Programming clojure – Concurrency - fxjwind

Programming clojure – Concurrency

Clojure的并发, 这兄弟写的比较系统, http://www.blogjava.net/killme2008/archive/2010/07/archive/2010/07/14/326027.html

Concurrency is a fact of life and, increasingly, a fact of software.

为什么需要并发?
• Expensive computations may need to execute in parallel on multiple cores .
• Tasks that are blocked waiting for a resource.
• User interfaces need to remain responsive while performing longrunning tasks.
• Operations that are logically independent are easier to implement

并发的问题是什么? 毫无疑问是状态同步
如果大家各跑各的, 象pure FP, 那没有任何问题.
但是当需要协调和同步的时候, 这个问题就变的很复杂.
为了解决这个问题, Clojure提供了强大的并发库, 并把需要同步的状态分成4类, 分别用不同的API来handle

Clojure provides a powerful concurrency library, consisting of four APIs that enforce different concurrency models: refs, atoms, agents, and vars.
• Refs manage coordinated, synchronous changes to shared state.
• Atoms manage uncoordinated, synchronous changes to shared state.
• Agents manage asynchronous changes to shared state.
• Vars manage thread-local state.

6.1 The Problem with Locks

对于传统的语言, 状态默认是可变的(mutable), 所以当处于并发状况下, 对于所有可能被并发写的状态都要进行锁保护. 如果不小心遗漏了, 就会有很大的问题. 并且加锁并不是一件简单的事, Race conditions, Deadlocks等都很复杂... 可以说这种solution完全没有美感, 是否有更好的方案?

Yes, there is.
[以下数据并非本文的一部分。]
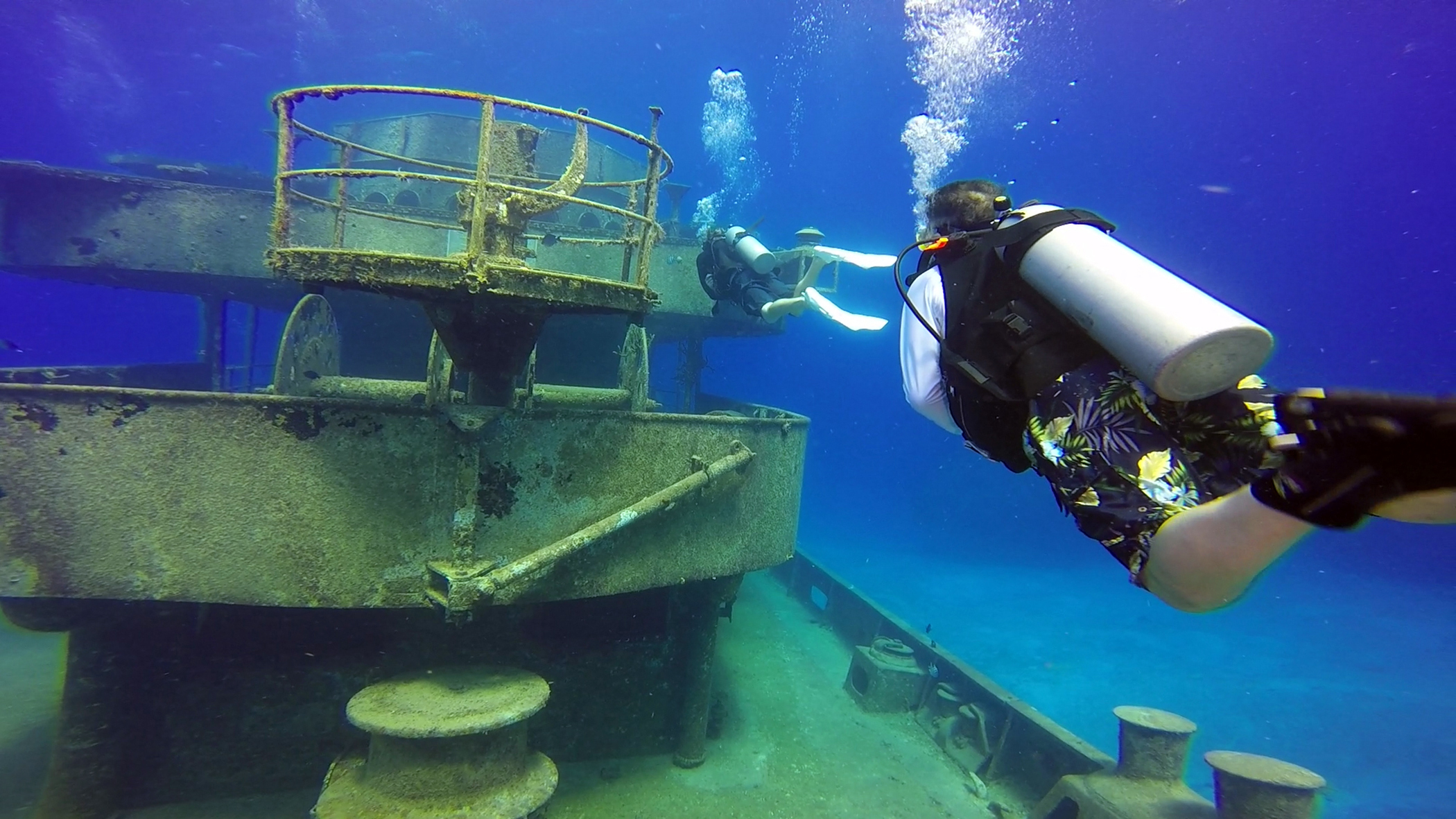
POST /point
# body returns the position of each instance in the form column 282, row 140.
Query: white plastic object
column 867, row 261
column 833, row 312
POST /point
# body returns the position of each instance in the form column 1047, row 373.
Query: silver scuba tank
column 752, row 251
column 1181, row 343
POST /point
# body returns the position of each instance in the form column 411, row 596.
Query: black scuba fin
column 1349, row 452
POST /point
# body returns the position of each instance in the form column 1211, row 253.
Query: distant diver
column 736, row 268
column 1049, row 346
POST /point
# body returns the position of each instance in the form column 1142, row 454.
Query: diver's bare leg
column 779, row 308
column 810, row 276
column 1206, row 557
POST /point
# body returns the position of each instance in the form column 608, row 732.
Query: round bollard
column 1152, row 743
column 1247, row 786
column 443, row 742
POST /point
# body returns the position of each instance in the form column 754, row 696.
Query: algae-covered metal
column 316, row 501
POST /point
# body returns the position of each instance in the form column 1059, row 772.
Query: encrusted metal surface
column 311, row 501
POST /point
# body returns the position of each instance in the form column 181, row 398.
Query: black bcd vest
column 1003, row 341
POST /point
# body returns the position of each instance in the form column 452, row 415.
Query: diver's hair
column 962, row 206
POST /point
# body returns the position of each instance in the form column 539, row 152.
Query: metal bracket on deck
column 458, row 586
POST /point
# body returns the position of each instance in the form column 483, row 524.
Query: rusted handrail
column 467, row 173
column 481, row 184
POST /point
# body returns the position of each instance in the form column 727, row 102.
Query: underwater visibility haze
column 1293, row 160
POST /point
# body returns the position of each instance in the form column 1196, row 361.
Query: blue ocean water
column 1292, row 158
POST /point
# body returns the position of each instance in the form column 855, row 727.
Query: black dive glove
column 1347, row 452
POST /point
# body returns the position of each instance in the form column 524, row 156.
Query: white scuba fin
column 867, row 261
column 833, row 312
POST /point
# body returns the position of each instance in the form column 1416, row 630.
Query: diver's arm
column 1206, row 557
column 921, row 353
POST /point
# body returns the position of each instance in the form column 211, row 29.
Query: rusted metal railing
column 483, row 185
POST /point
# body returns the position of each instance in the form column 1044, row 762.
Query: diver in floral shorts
column 1195, row 497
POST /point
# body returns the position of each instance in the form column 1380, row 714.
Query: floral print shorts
column 1123, row 461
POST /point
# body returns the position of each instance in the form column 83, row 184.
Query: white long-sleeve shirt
column 921, row 353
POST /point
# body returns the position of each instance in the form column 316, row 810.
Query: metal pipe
column 284, row 164
column 650, row 203
column 510, row 578
column 367, row 173
column 475, row 242
column 544, row 395
column 341, row 193
column 333, row 92
column 467, row 173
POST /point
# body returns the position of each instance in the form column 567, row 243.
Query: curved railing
column 641, row 229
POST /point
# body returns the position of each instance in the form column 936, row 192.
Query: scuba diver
column 736, row 268
column 1050, row 346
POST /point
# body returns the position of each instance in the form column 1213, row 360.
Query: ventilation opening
column 819, row 598
column 1065, row 809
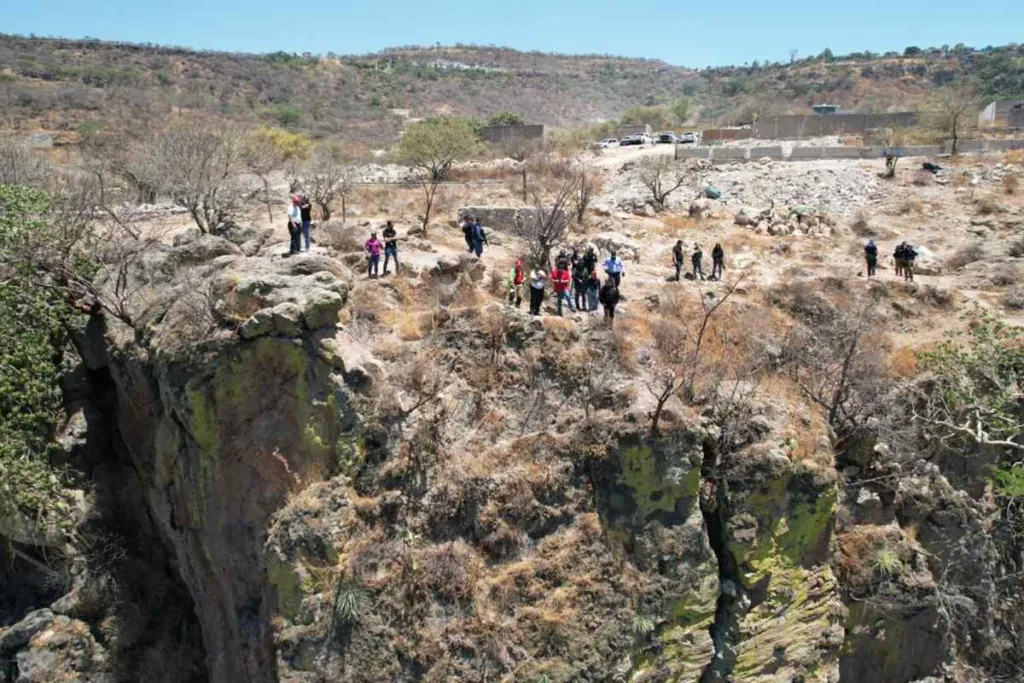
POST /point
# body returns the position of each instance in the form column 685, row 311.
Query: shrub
column 1014, row 298
column 1005, row 274
column 886, row 563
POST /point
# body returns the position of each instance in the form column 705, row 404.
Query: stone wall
column 797, row 126
column 721, row 155
column 515, row 133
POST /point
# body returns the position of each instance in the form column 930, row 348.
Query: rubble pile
column 795, row 220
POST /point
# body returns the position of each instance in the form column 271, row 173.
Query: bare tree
column 662, row 176
column 680, row 348
column 952, row 111
column 552, row 200
column 432, row 146
column 200, row 162
column 330, row 176
column 838, row 365
column 22, row 166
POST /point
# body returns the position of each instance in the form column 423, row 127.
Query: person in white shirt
column 614, row 267
column 295, row 224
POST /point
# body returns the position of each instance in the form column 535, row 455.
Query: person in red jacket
column 561, row 279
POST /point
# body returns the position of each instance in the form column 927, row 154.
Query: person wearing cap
column 305, row 213
column 373, row 247
column 614, row 267
column 515, row 284
column 538, row 281
column 295, row 224
column 390, row 246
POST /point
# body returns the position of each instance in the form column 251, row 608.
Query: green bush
column 33, row 324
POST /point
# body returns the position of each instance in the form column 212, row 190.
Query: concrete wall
column 516, row 133
column 507, row 219
column 624, row 131
column 719, row 134
column 771, row 153
column 807, row 153
column 721, row 155
column 923, row 151
column 797, row 126
column 730, row 155
column 842, row 153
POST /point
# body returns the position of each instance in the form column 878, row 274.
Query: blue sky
column 681, row 33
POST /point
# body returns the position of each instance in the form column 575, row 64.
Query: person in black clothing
column 467, row 231
column 390, row 246
column 871, row 256
column 590, row 259
column 580, row 274
column 609, row 299
column 677, row 259
column 695, row 258
column 305, row 211
column 718, row 261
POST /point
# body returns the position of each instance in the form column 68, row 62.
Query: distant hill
column 57, row 84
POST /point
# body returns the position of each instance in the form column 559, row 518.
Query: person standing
column 515, row 284
column 580, row 275
column 677, row 259
column 871, row 256
column 609, row 299
column 614, row 267
column 479, row 239
column 718, row 261
column 909, row 256
column 593, row 289
column 538, row 281
column 373, row 247
column 390, row 246
column 305, row 213
column 561, row 280
column 467, row 231
column 695, row 258
column 898, row 258
column 295, row 225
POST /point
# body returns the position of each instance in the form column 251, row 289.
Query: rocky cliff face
column 458, row 513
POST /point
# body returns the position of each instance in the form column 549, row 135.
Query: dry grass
column 1005, row 274
column 907, row 207
column 964, row 256
column 987, row 206
column 903, row 363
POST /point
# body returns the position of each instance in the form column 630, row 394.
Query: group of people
column 903, row 257
column 475, row 237
column 389, row 246
column 574, row 282
column 299, row 220
column 696, row 260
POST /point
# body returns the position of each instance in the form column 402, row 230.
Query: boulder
column 19, row 634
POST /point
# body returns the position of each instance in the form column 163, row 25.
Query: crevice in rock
column 731, row 598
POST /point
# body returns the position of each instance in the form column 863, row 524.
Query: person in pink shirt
column 374, row 248
column 561, row 279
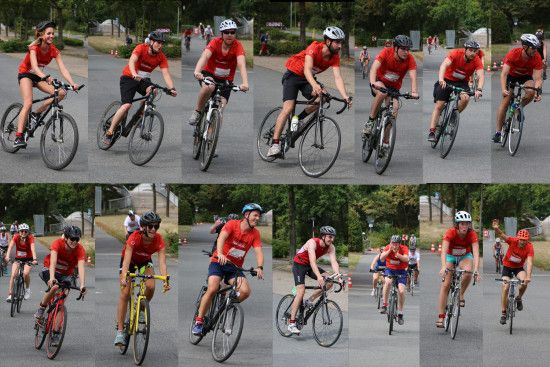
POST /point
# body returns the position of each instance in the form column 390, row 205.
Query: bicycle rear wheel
column 59, row 141
column 319, row 147
column 327, row 323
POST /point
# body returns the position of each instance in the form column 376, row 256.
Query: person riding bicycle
column 520, row 251
column 234, row 241
column 524, row 66
column 66, row 254
column 136, row 77
column 459, row 246
column 300, row 76
column 136, row 257
column 25, row 252
column 396, row 256
column 305, row 262
column 387, row 71
column 456, row 70
column 41, row 52
column 218, row 62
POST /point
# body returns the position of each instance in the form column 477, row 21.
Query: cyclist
column 456, row 70
column 305, row 262
column 218, row 62
column 136, row 257
column 234, row 241
column 41, row 52
column 300, row 76
column 387, row 71
column 524, row 66
column 459, row 246
column 24, row 251
column 136, row 77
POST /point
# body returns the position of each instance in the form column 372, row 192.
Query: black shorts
column 299, row 272
column 293, row 83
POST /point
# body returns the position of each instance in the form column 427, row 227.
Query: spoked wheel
column 59, row 141
column 319, row 147
column 145, row 139
column 227, row 332
column 8, row 127
column 327, row 323
column 282, row 315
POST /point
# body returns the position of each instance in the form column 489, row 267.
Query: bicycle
column 56, row 320
column 59, row 138
column 225, row 317
column 207, row 130
column 138, row 316
column 385, row 124
column 145, row 128
column 513, row 122
column 321, row 137
column 326, row 314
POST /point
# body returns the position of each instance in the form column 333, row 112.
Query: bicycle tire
column 303, row 157
column 232, row 313
column 60, row 157
column 142, row 146
column 285, row 317
column 8, row 128
column 337, row 317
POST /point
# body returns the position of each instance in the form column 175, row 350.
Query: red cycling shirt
column 391, row 71
column 66, row 259
column 43, row 59
column 221, row 65
column 296, row 62
column 237, row 243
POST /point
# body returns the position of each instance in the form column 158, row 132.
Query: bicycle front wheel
column 59, row 141
column 319, row 147
column 227, row 332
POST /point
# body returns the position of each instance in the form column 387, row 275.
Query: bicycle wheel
column 209, row 144
column 59, row 141
column 105, row 123
column 282, row 315
column 516, row 128
column 448, row 135
column 385, row 151
column 227, row 332
column 327, row 323
column 145, row 139
column 58, row 327
column 319, row 147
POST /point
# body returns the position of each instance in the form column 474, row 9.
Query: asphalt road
column 236, row 139
column 406, row 163
column 470, row 156
column 162, row 349
column 255, row 346
column 369, row 338
column 27, row 164
column 17, row 333
column 114, row 164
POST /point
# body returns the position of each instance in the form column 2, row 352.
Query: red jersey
column 237, row 243
column 302, row 256
column 141, row 252
column 392, row 262
column 520, row 66
column 459, row 246
column 43, row 59
column 391, row 71
column 66, row 259
column 296, row 62
column 220, row 65
column 460, row 70
column 516, row 256
column 145, row 63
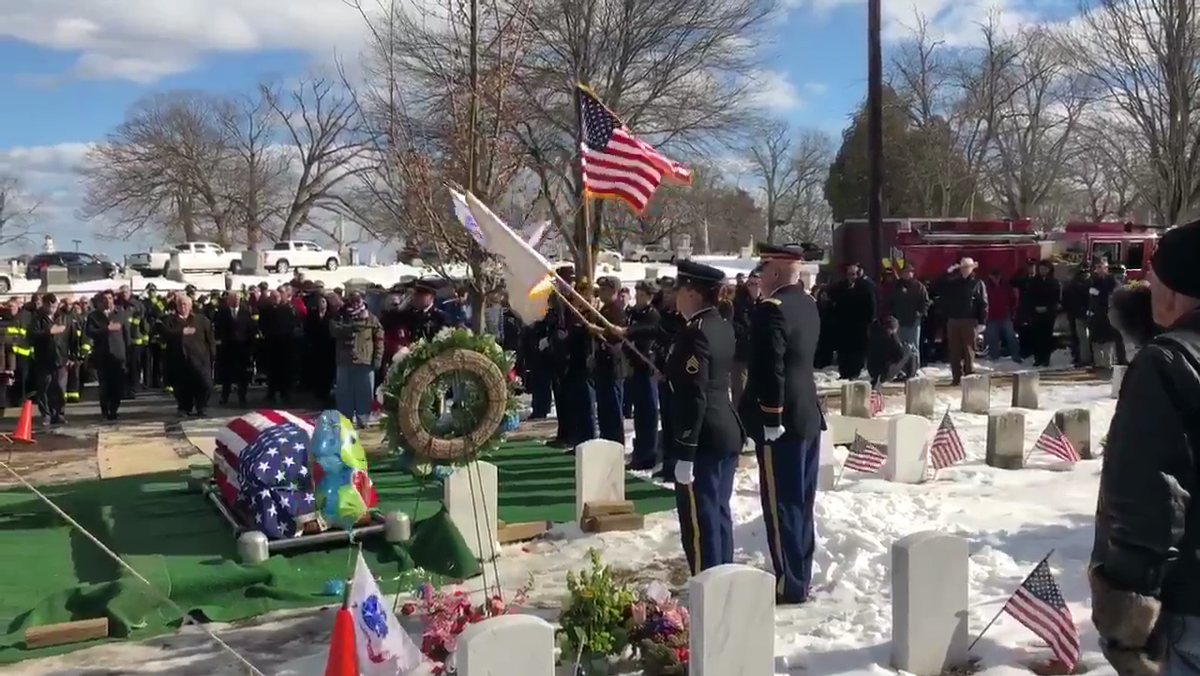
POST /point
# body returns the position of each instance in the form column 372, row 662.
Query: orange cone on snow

In Clojure, immutable state is the default. Most data is immutable. The small parts of the codebase that truly benefit from mutability are distinct and must explicitly select one or more concurrency APIs. Using these APIs, you can split your models into two layers:

• A functional model that has no mutable state. Most of your code will normally be in this layer, which is easier to read, easier to test, and easier to run concurrently.
• A mutable model for the parts of the application that you find more convenient to deal with using mutable state (despite its disadvantages).

当然这是FP核心优势之一, 妥善对待可变状态
Clojure的好处是, 所有的状态默认是不可变的, 所以你只需要关注很小一部分真正需要mutable的状态(在默认可变的情况下, 你需要考虑full codebase, 任意一处遗漏都会带来很大的问题). 并且显式的把mutable state独立出来, 便于管理.

6.2 Refs and Software Transactional Memory

Most objects in Clojure are immutable.
When you really want mutable data, creating a mutable reference (ref) to an immutable object.
Clojure对象本身是不可变的, 如果需要可变数据, 做法是创建可变的reference, 可以指向不同的immutable object

Refs支持同步change state, 并可以支持同时在transaction里面change多个states

创建Ref

对于播放器应用, 歌曲本身是不变的对象, 但是当前播放歌曲, 是一个变化的状态
创建ref, current-track

(def current-track (ref "Mars, the Bringer of War"))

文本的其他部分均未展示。